Kopi diseduh. Rokok dinyalakan. Sambil menunggu daya handphone penuh lg, kami (aku & 3 kawan) menikmati malam itu dgn ketenangan. Ketenangan yg memang aku butuhkan setelah realitas membuatku lelah. "Sejuk", batinku.
Menjelang pagi, hujan masih mengguyur bumi. Suasana kampung sngt terasa. Nyaman sekali. Kubuka laptop, ditemani dgn buku yg kubawa. Membaca dlm keadaan seperti ini. Jg menulis dlm keadaan nyaman ini, adlh harapanku di masa tua. Jadi bersemangat menghadapi dunia. Dunia org dewasa.
Dapur sudah tak bersuara, pertanda sarapan telah tiba. Kami duduk melingkar. Hal lumrah di kampung, ketika jam makan, semuanya harus menghentikan aktivitasnya dan berkumpul di ruang tengah untuk makan bersama. Sehingga kedekatan seisi rumah terjaga. Hal yg sudah luruh di rumahku.

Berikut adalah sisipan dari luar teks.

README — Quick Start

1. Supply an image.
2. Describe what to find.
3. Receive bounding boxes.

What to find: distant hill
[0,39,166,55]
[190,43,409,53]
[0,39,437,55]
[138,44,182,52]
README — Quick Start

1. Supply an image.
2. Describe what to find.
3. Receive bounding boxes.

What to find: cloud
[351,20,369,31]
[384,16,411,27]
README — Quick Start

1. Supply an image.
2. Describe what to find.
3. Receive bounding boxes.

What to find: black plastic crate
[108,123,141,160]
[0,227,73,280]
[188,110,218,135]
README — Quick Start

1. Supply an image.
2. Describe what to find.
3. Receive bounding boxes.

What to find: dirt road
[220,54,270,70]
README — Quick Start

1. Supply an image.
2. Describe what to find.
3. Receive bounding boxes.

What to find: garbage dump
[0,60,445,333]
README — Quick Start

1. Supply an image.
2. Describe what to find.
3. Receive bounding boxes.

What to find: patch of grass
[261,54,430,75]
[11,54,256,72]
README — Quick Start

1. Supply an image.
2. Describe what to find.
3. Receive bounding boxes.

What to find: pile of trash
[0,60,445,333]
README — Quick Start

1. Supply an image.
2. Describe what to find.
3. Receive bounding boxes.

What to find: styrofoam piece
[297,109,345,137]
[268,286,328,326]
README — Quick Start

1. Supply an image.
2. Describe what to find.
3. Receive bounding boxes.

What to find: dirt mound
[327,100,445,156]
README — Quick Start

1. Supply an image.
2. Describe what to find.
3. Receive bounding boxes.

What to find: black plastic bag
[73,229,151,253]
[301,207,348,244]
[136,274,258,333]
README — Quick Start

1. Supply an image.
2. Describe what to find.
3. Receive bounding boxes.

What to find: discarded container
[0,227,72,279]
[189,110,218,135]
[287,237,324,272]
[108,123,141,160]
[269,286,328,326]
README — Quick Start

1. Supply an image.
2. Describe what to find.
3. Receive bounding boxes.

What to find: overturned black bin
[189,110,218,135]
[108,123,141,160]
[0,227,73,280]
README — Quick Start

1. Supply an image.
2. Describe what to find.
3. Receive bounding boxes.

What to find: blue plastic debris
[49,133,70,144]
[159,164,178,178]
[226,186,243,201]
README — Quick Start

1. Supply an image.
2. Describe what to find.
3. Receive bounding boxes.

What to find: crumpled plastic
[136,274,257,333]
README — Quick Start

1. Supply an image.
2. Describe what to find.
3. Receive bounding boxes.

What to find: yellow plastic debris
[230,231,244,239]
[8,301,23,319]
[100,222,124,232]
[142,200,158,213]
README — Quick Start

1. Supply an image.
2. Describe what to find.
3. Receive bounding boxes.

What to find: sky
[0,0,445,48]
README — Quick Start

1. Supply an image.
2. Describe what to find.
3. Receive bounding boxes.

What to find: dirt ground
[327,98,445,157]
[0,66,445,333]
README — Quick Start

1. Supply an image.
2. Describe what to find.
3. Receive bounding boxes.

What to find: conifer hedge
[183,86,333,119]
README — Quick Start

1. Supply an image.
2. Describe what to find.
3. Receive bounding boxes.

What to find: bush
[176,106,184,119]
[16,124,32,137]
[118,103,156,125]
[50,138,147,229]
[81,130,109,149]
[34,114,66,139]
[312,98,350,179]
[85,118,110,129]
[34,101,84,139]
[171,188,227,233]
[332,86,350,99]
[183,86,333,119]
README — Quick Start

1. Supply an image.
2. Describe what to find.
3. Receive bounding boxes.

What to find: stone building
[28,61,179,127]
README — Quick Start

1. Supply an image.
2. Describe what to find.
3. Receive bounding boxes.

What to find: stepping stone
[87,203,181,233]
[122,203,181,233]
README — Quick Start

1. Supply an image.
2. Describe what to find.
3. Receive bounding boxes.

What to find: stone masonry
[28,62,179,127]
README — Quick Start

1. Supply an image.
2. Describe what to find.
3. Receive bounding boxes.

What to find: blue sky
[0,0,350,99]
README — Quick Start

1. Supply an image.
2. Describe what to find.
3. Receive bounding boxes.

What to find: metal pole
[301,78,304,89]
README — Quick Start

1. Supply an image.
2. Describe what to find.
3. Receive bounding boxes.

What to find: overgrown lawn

Kenyang sekali. Dan nikmat betul masakan dari tuan rumah. Sembari menunggu hujan berhenti, kami nikmati teh di belakang rumah. Aku sudah menutup laptopku. Mendengarkan kawan² mengobrol. Yg keseluruhannya mengenai kenangan² di rumah ini, pula kenangan mengenai almarhum (suwargi).
Hujan paham betul jika kami hendak berziarah. Mereka mengijinkan kami u/ berkunjung. Dalam perjalanan menuju makam, aku mengingat kembali sebuah kalimat dari Quraish Shihab, yang singkatnya mengenai kehidupan org yg sudah meninggal ketika di alam kubur menunggu datangnya kiamat.
Sebelummya. Beberapa bulan yg lalu. Aku pernah dalam keadaan kesepian. Lebih tepatnya memang ingin menyendiri. Karena aku kehilangan makna hidupku. Seakan-akan hidup, tapi tak merasakan nikmatnya sedikitpun. Pasca Madrid juara & liga champion berakhir. Aku menjadi kosong. Hampa.
Apalagi waktu itu masih ngekos. Tiap selesai kerja, balik kosan. Istirahat. Udah. Gitu² muluk. Baca² buku buat nemuin makna hidup.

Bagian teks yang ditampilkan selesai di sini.